A pesar del
paso del tiempo y de los cambios profundos en mis creencias religiosas, a este
sacerdote, a este hombre le recuerdo a menudo y con la misma admiración de
siempre.
Tuve la gran suerte de acompañarle en muchos actos, en muchas entrevistas con
personas del pueblo de distinta índole; fui testigo de la toma de muchas
decisiones que protagonizó; de su ternura y de sus enfados, de su humanidad, su
alegría, y su dolor, especialmente cuando la enfermedad que le vino a visitar
le mostraba su peor cara... Puedo considerarle, junto con mi padre, un buen
maestro, un extraordinario ejemplo para mí. Muchos de los recuerdos de mis 15 o
16 primeros años de vida se entrecruzan con la imagen de este personaje
irrepetible. ¡Qué este testimonio sirva de humilde homenaje para él!
Contaría situaciones protagonizadas por
este hombre que, provocarían, seguramente, la admiración de muchos. He aquí la muestra:
Una noche, acompañé a D. Agustín al
domicilio de una familia muy humilde y numerosa situada al final de la calle
Santa Apolonia. El sacerdote llevaba el Viático para el padre de aquella gente,
un hombre que yo recordaba rudo, grandón, ataviado siempre con prendas de pana
raídas y lustrosas. Le conocía, pero jamás le había visto por la iglesia.

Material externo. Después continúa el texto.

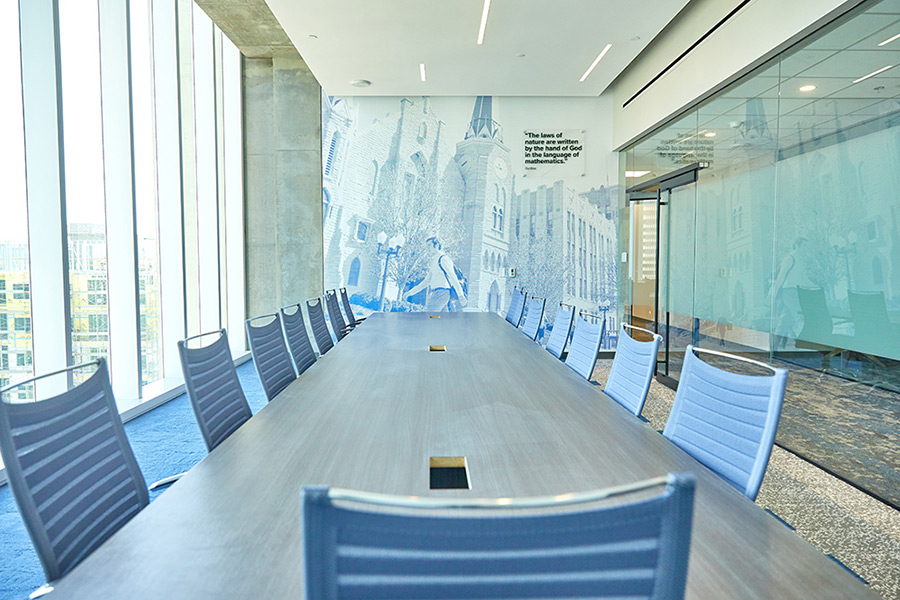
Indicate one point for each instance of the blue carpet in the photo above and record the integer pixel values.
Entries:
(166, 441)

Cuando entramos en aquel habitáculo apenas iluminado, el hombre postrado en una
cama, al ver a D. Agustín y lo que portaba, exclamó:
-¡A éste me agarro yo y me voy en paz pal otro mundo!
La fe que demostró ese hombre provocó en el sacerdote tal impresión que no pudo contener las lágrimas, lágrimas que acerté a ver correr por su cara, todavía, a la salida de aquella casa.